If we could determine safeRAM exactly, this scheme would allow us to process indefinitely large datasets, as long as gridRAM fits in safeRAM. We would be guaranteed that the allocation will never fail, and we could move on to a cigarrete break or a beer, then come and brag to tmurray how awesome we are. :P
Unfortunately, the main problem with this implementation is, as I mentioned previously, determining exactly how much memory we have available, or how big safeRAM should be. If we have a GPU with no display, then we should be able to safely assume all available global memory, minus a few megabytes. That’s not the case, as my tests have shown (more on this later).
But what if we only have one GPU, or want to run the kernel on a GPU with a display attached? Is the user running Windows with Aero or XP, or running Linux with KDE, or a very light desktop. Are there any other OpenGL or DirectX programs running?

As it turns out we can only approximate what safeRAM should be. It seems that half the memory is a very conservative estimate. In reality, it is a very idiotic one, since it leaves a large amount of memory unused. At the same time it is too lavish, since I have seen the following cudaMalloc() and cudaMallocPitch() return “out of memory”. There is conflicting data on how much is safe.
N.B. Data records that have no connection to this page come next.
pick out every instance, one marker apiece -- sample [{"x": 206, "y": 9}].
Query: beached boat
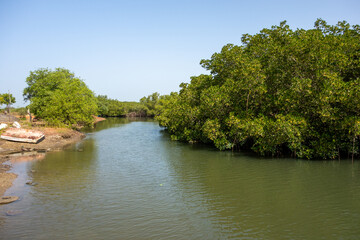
[{"x": 22, "y": 135}]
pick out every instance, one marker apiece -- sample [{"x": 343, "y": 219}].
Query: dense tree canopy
[
  {"x": 60, "y": 98},
  {"x": 7, "y": 99},
  {"x": 108, "y": 107},
  {"x": 282, "y": 91}
]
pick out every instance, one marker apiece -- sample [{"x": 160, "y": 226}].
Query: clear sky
[{"x": 129, "y": 49}]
eyalhir74 said [post=“534323”]here[/post] that he uses a similar scheme, and considers safe to be 80% of the available memory.
My tests show even more intriguing results. I have seen the memory allocation fail when trying to allocate as little as 196MB on a 512MB GPU with two displays attached, runnng Aero, but I have also seen a 205MB allocation fail on a 512MB GPU with no displays attached, and no other CUDA contexts.
It would be nice if we had a function cudaTmurraysAwesomeAvailableGlobalMemoryFunction(), but until further notice, we are stuck with guessing.

So why would malloc fail on a GPU with nothing else attached, and how much is memory do you think is actually safe to assume available?